The top most scored movie is Shawshank Redemption, The (1994) with a nice score of 4.43


Content Based Filtering

Now let us apply Content based filtering to Shawshank Redemption, The (1994) and find similar movies to it

The results for Content based filtering are:

  1. Casino(1995)

  2. Shanghai Triad (Yao a yao yao dao waipo qiao) ...

  3. Dead Man Walking (1995)

  4. Hate (Haine, La) (1995)

  5. Young Poisoner's Handbook, The (1995)

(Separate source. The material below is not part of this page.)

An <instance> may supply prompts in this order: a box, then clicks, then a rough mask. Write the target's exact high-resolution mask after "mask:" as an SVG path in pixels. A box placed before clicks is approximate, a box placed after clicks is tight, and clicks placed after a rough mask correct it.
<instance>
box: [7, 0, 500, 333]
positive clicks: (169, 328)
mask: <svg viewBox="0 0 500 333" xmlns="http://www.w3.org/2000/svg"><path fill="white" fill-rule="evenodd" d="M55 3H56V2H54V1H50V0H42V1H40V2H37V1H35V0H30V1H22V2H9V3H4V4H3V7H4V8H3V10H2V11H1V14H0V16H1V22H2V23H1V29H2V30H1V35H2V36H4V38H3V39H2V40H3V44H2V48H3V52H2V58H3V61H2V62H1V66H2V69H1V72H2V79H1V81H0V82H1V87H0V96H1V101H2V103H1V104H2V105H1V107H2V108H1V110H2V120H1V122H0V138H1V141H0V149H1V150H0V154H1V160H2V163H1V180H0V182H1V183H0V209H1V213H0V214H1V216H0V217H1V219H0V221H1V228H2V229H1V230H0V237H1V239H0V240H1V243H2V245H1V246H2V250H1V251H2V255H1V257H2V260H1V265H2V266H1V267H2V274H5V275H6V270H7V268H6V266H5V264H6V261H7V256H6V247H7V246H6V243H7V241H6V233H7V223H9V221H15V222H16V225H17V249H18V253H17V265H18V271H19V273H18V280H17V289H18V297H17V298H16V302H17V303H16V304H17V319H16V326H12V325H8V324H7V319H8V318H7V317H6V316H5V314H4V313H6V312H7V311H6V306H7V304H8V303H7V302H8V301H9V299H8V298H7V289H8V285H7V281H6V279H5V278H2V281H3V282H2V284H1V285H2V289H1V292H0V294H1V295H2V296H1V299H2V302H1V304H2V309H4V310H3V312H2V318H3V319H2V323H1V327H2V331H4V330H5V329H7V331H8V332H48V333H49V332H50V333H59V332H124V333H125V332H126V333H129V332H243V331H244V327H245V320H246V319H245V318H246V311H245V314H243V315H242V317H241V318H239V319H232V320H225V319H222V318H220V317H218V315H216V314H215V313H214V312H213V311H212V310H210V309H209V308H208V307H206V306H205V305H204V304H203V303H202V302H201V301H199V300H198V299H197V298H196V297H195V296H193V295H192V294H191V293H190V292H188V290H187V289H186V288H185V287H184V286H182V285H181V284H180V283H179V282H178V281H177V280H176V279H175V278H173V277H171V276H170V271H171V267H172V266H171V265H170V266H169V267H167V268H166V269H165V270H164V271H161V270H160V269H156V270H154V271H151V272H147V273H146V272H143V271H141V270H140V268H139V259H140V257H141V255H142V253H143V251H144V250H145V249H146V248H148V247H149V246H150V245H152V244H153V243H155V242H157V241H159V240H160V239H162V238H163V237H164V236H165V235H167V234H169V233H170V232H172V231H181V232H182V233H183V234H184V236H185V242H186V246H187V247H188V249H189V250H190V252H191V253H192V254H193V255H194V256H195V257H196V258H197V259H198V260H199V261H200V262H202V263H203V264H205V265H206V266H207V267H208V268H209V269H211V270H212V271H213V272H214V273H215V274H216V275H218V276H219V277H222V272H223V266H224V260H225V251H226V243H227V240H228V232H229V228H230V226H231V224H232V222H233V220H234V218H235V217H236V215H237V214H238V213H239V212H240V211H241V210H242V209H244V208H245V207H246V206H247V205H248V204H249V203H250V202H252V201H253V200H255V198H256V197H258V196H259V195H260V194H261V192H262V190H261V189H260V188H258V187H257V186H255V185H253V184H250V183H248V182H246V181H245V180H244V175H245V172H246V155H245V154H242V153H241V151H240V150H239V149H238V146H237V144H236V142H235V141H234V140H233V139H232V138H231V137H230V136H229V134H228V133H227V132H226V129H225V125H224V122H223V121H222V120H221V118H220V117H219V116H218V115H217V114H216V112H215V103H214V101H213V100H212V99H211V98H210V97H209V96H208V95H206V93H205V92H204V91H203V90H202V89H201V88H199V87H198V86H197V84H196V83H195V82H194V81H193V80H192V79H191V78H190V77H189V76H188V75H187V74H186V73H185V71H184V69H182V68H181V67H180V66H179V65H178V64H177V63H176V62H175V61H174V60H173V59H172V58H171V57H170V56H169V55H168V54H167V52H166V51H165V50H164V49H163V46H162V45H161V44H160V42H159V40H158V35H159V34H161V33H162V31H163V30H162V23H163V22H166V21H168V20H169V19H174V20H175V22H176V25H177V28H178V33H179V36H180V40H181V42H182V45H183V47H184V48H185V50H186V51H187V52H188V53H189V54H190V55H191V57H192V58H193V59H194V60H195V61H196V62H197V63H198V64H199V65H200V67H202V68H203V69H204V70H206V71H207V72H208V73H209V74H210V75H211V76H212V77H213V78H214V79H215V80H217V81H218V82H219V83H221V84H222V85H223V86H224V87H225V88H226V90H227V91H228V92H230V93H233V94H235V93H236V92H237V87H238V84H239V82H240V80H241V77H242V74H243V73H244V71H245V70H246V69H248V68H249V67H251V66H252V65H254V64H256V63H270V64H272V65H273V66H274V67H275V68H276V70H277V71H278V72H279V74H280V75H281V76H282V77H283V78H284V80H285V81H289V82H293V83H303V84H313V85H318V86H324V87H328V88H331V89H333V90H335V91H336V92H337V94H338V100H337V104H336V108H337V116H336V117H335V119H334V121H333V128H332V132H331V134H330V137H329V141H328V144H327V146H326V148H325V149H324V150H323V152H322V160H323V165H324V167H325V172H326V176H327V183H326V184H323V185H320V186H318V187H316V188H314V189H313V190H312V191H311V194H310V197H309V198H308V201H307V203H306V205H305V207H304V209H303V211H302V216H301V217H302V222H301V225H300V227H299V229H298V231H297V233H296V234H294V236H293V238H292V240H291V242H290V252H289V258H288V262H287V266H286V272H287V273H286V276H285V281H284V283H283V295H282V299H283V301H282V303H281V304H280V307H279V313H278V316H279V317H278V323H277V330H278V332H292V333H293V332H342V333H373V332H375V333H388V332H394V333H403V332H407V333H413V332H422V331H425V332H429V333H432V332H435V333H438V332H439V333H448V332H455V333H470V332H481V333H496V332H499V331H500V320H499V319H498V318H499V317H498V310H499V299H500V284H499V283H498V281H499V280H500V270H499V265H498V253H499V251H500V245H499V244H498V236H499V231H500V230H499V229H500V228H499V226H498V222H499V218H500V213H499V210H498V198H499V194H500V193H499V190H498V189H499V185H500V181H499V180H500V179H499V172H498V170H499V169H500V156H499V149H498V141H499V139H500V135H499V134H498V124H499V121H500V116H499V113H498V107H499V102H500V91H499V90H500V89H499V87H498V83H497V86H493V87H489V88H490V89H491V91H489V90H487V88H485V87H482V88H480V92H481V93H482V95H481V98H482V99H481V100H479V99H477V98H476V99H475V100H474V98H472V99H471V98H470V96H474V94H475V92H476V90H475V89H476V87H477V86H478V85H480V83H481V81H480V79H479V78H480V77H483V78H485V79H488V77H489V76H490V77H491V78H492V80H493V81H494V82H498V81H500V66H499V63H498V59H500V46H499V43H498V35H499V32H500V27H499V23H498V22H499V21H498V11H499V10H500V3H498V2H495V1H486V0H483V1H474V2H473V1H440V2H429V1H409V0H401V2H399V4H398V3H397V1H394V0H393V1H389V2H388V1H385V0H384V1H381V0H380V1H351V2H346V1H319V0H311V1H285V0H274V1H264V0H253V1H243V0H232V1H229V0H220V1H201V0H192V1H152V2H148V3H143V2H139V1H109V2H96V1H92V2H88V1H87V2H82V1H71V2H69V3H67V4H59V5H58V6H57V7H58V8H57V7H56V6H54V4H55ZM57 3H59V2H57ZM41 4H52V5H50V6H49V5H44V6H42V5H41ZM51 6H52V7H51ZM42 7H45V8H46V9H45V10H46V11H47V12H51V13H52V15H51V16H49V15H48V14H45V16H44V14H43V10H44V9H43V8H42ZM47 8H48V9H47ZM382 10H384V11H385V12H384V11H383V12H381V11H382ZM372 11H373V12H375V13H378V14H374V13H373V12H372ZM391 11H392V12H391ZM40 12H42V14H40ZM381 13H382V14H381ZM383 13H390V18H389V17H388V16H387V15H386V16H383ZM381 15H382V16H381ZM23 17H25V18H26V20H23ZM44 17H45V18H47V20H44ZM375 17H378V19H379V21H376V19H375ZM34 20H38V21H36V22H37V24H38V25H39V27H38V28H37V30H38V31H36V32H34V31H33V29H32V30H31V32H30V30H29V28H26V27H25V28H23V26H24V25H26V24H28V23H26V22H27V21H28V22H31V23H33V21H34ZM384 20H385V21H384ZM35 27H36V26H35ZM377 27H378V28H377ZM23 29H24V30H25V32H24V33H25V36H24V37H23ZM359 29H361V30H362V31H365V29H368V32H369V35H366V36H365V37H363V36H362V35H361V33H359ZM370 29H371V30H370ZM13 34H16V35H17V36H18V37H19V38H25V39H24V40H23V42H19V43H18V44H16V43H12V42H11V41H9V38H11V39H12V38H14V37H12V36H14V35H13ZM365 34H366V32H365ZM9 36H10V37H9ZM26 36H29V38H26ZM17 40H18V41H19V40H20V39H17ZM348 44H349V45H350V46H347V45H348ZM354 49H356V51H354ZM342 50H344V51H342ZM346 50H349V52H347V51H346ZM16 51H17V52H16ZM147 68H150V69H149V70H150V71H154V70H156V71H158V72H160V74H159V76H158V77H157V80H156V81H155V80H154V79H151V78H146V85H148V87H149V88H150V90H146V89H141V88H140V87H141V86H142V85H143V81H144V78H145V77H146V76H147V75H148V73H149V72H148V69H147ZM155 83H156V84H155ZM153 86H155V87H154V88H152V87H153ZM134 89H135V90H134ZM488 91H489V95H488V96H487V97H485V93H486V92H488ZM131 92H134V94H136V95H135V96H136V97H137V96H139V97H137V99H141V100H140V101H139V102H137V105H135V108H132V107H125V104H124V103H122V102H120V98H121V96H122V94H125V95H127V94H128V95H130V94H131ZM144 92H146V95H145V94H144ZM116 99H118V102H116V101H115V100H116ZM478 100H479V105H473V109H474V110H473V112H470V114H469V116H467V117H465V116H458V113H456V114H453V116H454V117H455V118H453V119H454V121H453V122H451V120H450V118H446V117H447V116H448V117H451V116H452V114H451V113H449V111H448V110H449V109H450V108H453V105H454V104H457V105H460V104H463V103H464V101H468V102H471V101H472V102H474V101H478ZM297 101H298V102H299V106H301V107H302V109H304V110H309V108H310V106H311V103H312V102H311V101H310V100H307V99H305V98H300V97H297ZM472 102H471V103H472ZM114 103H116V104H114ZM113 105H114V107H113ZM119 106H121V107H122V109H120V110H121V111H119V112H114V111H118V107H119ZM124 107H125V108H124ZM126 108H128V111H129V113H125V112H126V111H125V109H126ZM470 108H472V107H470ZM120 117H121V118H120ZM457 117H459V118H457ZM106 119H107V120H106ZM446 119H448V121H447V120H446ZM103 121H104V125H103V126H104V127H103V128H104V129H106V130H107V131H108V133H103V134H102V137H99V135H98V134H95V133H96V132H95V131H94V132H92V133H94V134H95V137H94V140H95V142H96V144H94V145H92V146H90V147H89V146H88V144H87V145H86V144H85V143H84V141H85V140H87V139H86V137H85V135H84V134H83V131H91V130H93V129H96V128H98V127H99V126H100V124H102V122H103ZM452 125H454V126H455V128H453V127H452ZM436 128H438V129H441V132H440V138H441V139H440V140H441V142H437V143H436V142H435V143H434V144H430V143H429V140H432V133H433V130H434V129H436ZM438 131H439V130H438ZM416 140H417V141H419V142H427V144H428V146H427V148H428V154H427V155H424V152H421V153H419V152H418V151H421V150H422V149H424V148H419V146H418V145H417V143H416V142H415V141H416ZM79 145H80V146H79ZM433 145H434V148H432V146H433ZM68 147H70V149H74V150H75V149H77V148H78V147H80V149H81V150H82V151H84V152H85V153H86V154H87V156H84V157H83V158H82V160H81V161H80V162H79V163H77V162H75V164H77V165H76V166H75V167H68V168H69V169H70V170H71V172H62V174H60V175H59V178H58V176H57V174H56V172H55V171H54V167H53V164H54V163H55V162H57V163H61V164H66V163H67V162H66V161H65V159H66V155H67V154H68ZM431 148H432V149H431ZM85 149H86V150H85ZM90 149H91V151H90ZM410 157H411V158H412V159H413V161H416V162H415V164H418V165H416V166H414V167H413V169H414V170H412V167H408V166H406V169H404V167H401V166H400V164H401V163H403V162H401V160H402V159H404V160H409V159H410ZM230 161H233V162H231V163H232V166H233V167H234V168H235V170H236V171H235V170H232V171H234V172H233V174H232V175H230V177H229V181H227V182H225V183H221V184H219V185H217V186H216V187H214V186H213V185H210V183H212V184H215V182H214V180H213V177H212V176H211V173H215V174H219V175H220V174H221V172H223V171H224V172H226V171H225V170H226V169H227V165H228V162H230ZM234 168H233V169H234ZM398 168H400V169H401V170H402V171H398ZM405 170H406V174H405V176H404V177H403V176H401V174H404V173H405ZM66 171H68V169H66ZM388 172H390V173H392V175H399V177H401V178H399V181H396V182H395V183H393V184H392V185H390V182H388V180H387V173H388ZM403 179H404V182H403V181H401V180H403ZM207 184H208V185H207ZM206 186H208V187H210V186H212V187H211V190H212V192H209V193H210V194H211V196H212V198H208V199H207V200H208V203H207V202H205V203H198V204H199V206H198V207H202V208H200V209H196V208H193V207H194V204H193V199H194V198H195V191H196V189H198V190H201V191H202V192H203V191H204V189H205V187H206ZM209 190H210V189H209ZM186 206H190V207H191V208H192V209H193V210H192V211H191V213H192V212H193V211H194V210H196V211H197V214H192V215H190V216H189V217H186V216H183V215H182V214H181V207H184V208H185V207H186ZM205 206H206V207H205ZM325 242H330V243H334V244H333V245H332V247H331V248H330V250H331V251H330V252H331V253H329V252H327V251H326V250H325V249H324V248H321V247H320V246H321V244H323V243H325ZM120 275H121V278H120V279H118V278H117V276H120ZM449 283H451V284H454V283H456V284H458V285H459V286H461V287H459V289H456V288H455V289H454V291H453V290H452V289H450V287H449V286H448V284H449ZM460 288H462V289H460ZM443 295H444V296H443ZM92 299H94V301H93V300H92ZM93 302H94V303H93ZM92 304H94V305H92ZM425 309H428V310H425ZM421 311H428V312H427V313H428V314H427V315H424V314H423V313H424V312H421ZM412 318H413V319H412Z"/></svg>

  6. Glass Shield, The (1994)

  7. Heavenly Creatures (1994)

  8. Little Odessa (1994)

  9. New Jersey Drive (1995)

  10. Once Were Warriors (1994)



The above systems are not personal hence any user using them will receive the same recommendations


Collaborative Filtering

Let us improvise it by using Collaborative Filtering. Lets say we want to recommend the user-19 some movies:


Top 10 Recommendations for UserId 19 are:
  1. Independence Day (a.k.a. ID4) (1996)

  2. Toy Story (1995)

  3. Twister (1996)

  4. Rock, The (1996)

  5. Mission: Impossible (1996)

  6. Willy Wonka & the Chocolate Factory (1971)

  7. Fargo (1996)

  8. Mr. Holland's Opus (1995)

  9. Broken Arrow (1996)

  10. Birdcage, The (1996)

These are generated by our model and now lets compare these with the movies which user-19 rated the best


Rating Title Genres
5.0 Birdcage, The (1996) Comedy
5.0 Fargo (1996) Comedy/Crime/Drama/Thriller
5.0 Sabrina (1995) Comedy/Romance
5.0 Eddie (1996) Comedy
5.0 Celtic Pride (1996) Comedy
5.0 White Squall (1996) Action/Adventure/Drama
5.0 Rumble in the Bronx (Hont faan kui) (1995) Action/Adventure/Comedy/Crime
5.0 Heat (1995) Action/Crime/Thriller
5.0 Toy Story (1995) Adventure
5.0 Mr. Holland's Opus (1995) Drama

Do not worry if the predicted top movies are not same as the user's top recommendations. Here, we completed the utility matrix and predicted which movies have got the highest rating. Based on a particular user, if the user has rated other movies which he did not rate previously, then we understand the user and estimate the ratings he will give to new ones. May be some new movies which the user did not rate has got good ratings, hence we recommend those.

Hence this system performs good at personalizing recommendations and understanding the user better.

Kudos, finally we are able to create a personalized system for users in our dataset.